BlueCava CEO David Norris said his company allows users to opt out of fingerprint tracking and targeting for the life of a device with a single action. Once a user decides to opt a device out, BlueCava says it will simply ignore its unique fingerprint every time the company comes into contact with it.
Meanwhile Ringleader Digital CEO Bob Walczak said his company has gone a step further – assigning a dedicated opt-out fingerprint to devices through which that preference has been expressed. In theory therefore, the company cannot extract information from that device other than the fact that it has opted out.

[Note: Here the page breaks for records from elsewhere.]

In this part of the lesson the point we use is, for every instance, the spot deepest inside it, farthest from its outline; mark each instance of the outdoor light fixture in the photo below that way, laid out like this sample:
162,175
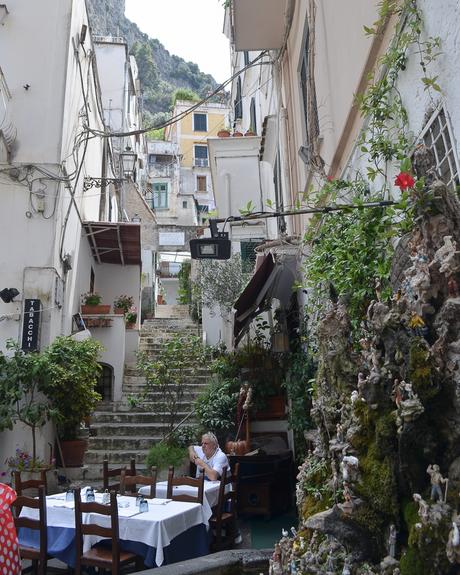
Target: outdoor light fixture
128,160
8,294
217,247
3,13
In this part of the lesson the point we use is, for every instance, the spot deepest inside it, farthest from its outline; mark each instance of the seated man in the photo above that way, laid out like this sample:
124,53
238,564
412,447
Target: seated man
209,457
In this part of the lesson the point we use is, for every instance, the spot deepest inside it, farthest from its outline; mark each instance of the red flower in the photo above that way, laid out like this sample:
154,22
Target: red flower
404,180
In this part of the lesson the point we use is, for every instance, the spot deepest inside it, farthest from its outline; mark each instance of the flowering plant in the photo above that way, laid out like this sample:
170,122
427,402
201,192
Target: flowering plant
23,461
404,181
91,298
124,302
131,315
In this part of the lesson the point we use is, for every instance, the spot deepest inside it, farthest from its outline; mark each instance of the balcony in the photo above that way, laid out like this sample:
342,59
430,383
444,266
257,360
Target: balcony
259,24
160,170
201,162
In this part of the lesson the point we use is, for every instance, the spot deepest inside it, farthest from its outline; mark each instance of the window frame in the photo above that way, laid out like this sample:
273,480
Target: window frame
160,194
200,114
450,155
201,158
197,187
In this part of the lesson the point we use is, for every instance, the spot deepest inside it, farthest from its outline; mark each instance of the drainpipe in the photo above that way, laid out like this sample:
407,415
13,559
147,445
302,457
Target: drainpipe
284,155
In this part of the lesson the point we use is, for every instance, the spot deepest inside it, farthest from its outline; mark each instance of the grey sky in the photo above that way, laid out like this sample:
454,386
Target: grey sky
191,29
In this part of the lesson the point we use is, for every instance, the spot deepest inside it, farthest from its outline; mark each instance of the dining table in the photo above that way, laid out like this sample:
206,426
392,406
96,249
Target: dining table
169,531
210,495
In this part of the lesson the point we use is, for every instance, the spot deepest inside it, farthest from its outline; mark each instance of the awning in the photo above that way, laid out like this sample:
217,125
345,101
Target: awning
114,242
272,279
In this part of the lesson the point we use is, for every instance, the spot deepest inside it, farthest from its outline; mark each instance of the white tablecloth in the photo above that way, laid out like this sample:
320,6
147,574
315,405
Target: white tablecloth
210,498
156,528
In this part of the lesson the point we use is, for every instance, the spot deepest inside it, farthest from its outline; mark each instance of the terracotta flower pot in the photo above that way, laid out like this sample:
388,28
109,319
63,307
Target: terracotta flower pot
95,309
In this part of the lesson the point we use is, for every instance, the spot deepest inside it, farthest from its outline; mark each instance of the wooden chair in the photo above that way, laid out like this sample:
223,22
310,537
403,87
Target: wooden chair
38,556
115,472
191,481
132,481
20,485
223,521
108,558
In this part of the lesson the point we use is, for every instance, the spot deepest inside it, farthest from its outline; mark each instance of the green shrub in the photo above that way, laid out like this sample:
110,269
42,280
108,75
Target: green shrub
216,407
163,454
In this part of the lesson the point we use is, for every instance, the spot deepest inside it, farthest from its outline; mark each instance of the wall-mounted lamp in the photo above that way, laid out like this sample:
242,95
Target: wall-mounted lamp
128,160
8,294
3,13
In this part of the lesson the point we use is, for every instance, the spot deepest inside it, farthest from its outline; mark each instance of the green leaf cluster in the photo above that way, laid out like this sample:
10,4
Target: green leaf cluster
57,383
166,376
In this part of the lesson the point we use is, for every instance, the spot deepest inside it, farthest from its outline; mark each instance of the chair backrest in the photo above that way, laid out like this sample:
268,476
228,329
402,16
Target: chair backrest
93,528
182,481
20,485
115,472
132,481
36,524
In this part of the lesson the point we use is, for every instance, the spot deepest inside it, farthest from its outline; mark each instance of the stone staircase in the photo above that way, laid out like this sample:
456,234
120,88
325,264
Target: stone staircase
119,431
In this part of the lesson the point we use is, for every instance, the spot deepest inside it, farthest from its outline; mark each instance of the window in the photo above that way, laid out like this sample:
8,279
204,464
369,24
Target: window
437,137
104,382
200,123
201,184
160,195
201,156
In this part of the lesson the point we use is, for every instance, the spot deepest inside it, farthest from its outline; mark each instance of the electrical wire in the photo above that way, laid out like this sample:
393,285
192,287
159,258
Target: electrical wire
183,114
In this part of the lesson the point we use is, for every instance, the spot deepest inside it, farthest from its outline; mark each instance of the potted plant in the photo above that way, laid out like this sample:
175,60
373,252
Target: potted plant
224,133
122,304
91,304
70,385
131,317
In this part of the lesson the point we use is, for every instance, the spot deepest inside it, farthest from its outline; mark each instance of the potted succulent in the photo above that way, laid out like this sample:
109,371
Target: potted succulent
131,317
91,304
122,304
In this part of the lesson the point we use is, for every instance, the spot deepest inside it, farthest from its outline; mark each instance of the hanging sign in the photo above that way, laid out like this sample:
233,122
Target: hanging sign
31,324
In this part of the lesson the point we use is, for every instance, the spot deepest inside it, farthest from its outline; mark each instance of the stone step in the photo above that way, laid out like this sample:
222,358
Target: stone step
145,429
123,444
97,456
138,416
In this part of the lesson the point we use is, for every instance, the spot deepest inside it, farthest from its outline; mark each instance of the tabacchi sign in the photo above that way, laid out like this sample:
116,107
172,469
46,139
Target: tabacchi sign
31,325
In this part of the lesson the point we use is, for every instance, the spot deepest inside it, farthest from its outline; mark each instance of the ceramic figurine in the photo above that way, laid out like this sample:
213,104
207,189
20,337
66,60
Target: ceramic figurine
396,394
346,567
423,508
436,480
392,541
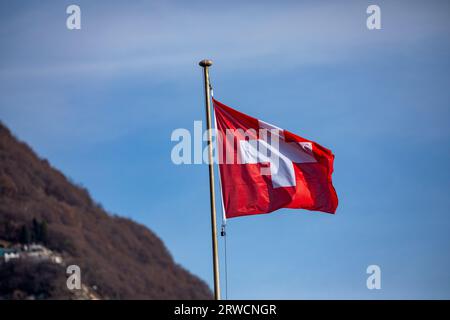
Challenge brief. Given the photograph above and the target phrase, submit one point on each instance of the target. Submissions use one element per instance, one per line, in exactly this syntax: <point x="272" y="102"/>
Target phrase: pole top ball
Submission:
<point x="205" y="63"/>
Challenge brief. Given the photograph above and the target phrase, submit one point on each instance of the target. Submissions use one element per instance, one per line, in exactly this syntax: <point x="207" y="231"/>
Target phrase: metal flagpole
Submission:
<point x="205" y="64"/>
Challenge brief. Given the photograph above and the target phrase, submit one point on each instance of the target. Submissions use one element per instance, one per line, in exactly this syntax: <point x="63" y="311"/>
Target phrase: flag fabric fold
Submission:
<point x="264" y="168"/>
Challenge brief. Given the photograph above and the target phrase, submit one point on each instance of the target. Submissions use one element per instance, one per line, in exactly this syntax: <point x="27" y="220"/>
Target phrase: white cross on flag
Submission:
<point x="264" y="168"/>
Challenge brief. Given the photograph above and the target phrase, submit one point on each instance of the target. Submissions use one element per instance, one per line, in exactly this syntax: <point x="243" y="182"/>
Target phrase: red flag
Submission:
<point x="260" y="175"/>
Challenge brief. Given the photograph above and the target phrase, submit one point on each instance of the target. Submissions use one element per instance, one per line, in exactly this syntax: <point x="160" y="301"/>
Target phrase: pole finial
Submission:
<point x="205" y="63"/>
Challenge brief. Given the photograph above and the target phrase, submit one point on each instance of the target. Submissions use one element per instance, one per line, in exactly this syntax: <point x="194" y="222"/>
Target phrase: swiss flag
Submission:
<point x="296" y="174"/>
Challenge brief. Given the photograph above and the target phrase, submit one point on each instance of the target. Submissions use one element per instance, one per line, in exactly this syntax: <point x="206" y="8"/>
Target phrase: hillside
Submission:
<point x="119" y="258"/>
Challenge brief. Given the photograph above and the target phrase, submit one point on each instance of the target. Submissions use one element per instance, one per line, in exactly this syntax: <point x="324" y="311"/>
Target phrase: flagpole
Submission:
<point x="205" y="64"/>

As FTC and congressional scrutiny of online tracking continues, device fingerprinting looks set to become a more prominent issue.
Late last year the FTC issued a report calling for a “do-not-track” mechanism for digital devices. Although the majority of discussion around the issue has centered on tracking through desktop browsers, the FTC stressed its concerns apply equally to mobile.
“The FTC invited comment on how [do-not-track] could be implemented in the mobile context and we expect to address these issues in the final report,” a spokesperson told ClickZ.
BlueCava’s Norris said his firm’s technology is do-not-track ready. All that’s required is for browser manufacturers to implement solutions through which users can demonstrate their preference.
“As soon as browsers support do-not-track we will honor that choice,” he said. “Cookies are old, our ability to offer opt-out is superior.”
The EFF’s Eckersley believes do-not-track is a less-than-ideal way to accommodate user choice but acknowledged its expediency from a policy standpoint.
“We’re going to need a combination of technology and policy for it to succeed. From the policy side, do-not-track is the best option,” he said.
He argued regulatory intervention is necessary to halt an “arms race” between users and ad trackers. “The trackers are always going to win. They have many more engineers working on these technologies,” he said.